Before installing the applier, the following additions need adding to the extractor configuration. Apply the following parameters, update the extractor and then install the applier
Add the following to /etc/tungsten/tungsten.ini
```
[alpha]
...
enable-batch-service=true
enable-heterogeneous-service=true

shell> tpm update
```
The applier can now be configured.
Unpack the Tungsten Replicator distribution in a staging directory:
```
shell> tar zxf tungsten-replicator-6.1.25-6.tar.gz
```
Change into the staging directory:
```
shell> cd tungsten-replicator-6.1.25-6
```
Configure the installation using tpm:
```
shell> vi /etc/tungsten/tungsten.ini
```
```
[defaults]
user=tungsten
install-directory=/opt/continuent
profile-script=~/.bash_profile
skip-validation-check=HostsFileCheck
skip-validation-check=InstallerMasterSlaveCheck
skip-validation-check=DatasourceDBPort
skip-validation-check=DirectDatasourceDBPort
skip-validation-check=ReplicationServicePipelines
rest-api-admin-user=apiuser
rest-api-admin-password=secret
replicator-rest-api-address=0.0.0.0

[alpha]
master=host1
members=host2
property=replicator.datasource.global.csvType=hive
property=replicator.stage.q-to-dbms.blockCommitInterval=1s
property=replicator.stage.q-to-dbms.blockCommitRowCount=1000
replication-password=secret
replication-user=tungsten
batch-enabled=true
batch-load-language=js 
batch-load-template=hadoop
datasource-type=file
```
Configuration group defaults
The description of each of the options is shown below; click the icon to hide this detail:
Click the icon to show a detailed description of each argument.
- user=tungsten
  OS System User, for example tungsten.
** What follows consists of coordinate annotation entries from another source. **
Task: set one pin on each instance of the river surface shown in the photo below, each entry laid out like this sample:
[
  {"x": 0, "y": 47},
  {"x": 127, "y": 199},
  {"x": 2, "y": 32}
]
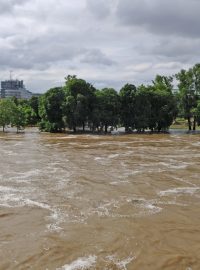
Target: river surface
[{"x": 70, "y": 202}]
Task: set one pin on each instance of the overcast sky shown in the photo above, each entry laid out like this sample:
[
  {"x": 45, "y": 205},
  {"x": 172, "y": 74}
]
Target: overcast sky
[{"x": 106, "y": 42}]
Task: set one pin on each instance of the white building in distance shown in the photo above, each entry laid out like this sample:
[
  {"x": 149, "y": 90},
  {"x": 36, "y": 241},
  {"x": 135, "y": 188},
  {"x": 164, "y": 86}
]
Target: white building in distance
[{"x": 14, "y": 88}]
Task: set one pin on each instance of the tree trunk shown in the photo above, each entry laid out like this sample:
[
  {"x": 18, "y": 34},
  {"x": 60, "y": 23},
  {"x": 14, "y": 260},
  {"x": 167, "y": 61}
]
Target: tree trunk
[
  {"x": 189, "y": 123},
  {"x": 106, "y": 128},
  {"x": 194, "y": 123}
]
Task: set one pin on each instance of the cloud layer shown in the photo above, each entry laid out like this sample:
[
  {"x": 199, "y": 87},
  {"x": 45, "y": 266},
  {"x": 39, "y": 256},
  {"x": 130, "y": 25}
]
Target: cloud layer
[{"x": 107, "y": 42}]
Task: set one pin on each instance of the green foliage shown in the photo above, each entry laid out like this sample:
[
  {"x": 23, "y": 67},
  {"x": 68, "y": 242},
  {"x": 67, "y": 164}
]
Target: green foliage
[
  {"x": 127, "y": 111},
  {"x": 189, "y": 91},
  {"x": 79, "y": 104},
  {"x": 109, "y": 104},
  {"x": 51, "y": 110}
]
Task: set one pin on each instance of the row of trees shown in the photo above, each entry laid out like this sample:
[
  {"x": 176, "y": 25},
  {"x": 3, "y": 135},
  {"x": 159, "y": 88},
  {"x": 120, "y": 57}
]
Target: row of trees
[
  {"x": 19, "y": 112},
  {"x": 79, "y": 104}
]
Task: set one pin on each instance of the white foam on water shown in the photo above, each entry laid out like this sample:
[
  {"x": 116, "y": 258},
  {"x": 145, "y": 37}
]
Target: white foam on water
[
  {"x": 26, "y": 175},
  {"x": 174, "y": 165},
  {"x": 179, "y": 191},
  {"x": 82, "y": 263},
  {"x": 98, "y": 158},
  {"x": 113, "y": 156},
  {"x": 120, "y": 264}
]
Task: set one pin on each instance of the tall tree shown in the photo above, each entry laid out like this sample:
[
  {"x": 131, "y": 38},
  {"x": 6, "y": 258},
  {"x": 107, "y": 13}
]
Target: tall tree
[
  {"x": 127, "y": 98},
  {"x": 109, "y": 105},
  {"x": 80, "y": 100},
  {"x": 7, "y": 112},
  {"x": 51, "y": 110}
]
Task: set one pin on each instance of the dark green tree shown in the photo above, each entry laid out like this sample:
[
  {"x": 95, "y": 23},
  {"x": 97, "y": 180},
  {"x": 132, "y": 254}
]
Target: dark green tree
[
  {"x": 51, "y": 110},
  {"x": 109, "y": 105},
  {"x": 127, "y": 111}
]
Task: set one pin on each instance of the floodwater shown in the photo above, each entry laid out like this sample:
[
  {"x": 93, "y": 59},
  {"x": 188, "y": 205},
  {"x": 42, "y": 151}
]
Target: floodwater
[{"x": 99, "y": 202}]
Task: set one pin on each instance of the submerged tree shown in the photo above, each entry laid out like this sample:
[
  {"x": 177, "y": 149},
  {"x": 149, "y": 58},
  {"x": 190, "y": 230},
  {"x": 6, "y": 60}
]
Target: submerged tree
[
  {"x": 51, "y": 110},
  {"x": 7, "y": 112},
  {"x": 79, "y": 103},
  {"x": 127, "y": 109}
]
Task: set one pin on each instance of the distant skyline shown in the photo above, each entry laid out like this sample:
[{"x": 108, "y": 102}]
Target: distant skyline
[{"x": 106, "y": 42}]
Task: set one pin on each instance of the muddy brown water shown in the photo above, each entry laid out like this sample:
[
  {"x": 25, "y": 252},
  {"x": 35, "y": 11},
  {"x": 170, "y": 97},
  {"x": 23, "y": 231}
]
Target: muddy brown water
[{"x": 99, "y": 202}]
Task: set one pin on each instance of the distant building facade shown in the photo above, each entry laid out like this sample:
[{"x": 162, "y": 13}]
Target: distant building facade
[{"x": 14, "y": 88}]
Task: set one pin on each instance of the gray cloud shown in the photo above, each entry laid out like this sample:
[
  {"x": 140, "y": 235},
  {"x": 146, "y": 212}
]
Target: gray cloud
[
  {"x": 107, "y": 42},
  {"x": 176, "y": 17},
  {"x": 7, "y": 6},
  {"x": 100, "y": 9},
  {"x": 96, "y": 57}
]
DO NOT use root
- install-directory=/opt/continuent
  Path to the directory where the active deployment will be installed. The configured directory will contain the software, THL and relay log information unless configured otherwise.
- profile-script=~/.bash_profile
  Append commands to include env.sh in this profile script
- skip-validation-check=HostsFileCheck
  The skip-validation-check disables a given validation check. If any validation check fails, the installation, validation or configuration will automatically stop.
  Warning
  Using this option enables you to bypass the specified check, although skipping a check may lead to an invalid or non-working configuration.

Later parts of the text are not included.